The man likely to be Rouhani’s main challenger, senioer cleric Ebrahim Raisi, then registered his candidacy.
Raisi supported the Supreme Leader’s declaration of a self-sufficient Resistance Economy, saying the national economy must be insulated from fluctuations in the global economy. He issued a vague statement on foreign policy, apart from non-recognition of Israel: “We will continue with interaction with all countries but not the occupying Zionist regime and of course such relations will be based on dignity.”

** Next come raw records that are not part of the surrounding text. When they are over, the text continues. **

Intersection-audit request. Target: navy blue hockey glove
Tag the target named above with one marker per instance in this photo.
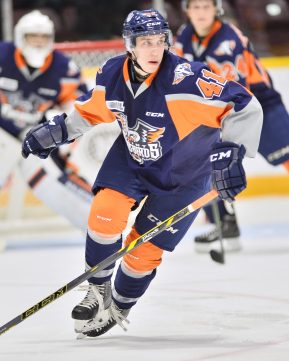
(228, 174)
(42, 139)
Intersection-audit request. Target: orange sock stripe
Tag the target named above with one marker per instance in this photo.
(109, 212)
(286, 165)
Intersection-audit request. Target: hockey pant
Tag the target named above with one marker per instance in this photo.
(108, 219)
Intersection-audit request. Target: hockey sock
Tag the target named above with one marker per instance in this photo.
(127, 290)
(95, 252)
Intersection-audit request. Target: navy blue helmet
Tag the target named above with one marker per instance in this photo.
(142, 23)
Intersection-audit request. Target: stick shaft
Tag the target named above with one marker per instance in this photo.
(200, 202)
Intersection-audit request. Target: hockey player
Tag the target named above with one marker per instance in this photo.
(170, 112)
(230, 54)
(35, 80)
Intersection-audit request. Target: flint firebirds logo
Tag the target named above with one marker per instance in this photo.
(181, 71)
(142, 139)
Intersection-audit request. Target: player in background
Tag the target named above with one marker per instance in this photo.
(230, 54)
(35, 80)
(170, 112)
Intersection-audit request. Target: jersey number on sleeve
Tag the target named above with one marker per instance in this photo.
(209, 89)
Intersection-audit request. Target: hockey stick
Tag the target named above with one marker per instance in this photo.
(197, 204)
(216, 255)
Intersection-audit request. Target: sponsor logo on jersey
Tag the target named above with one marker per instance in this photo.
(226, 47)
(142, 140)
(115, 105)
(182, 71)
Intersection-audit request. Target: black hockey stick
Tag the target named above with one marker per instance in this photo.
(200, 202)
(218, 256)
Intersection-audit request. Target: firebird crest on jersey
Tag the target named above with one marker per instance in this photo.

Raisi, the head of the leading religious organization Astan Quds Razavi, led the vote among five finalists in the recent vote by the new conservative-hardline bloc, the Popular Front of Islamic Revolution Forces.
Spokesman Marzieh Dastjerdi said on Thursday that the Popular Front will permit all five finalists to register and will decide on a single candidate at a later date. In addition to Raisi, the hopefuls are Tehran Mayor Mohammad Ghalibaf, former Education Minister Hamid Reza Haji Babaei, and former MPs Mehrdad Bazrpash and Alireza Zakani.
Raisi is also a former Attorney General and a member of the Assembly of Experts since 2006.
Earlier in the week, former President Mahmoud Ahmadinejad made a surprise declaration of candidacy. His former Vice President Hamid Baghaei also filed, although both may be blocked by the Guardian Council from standing.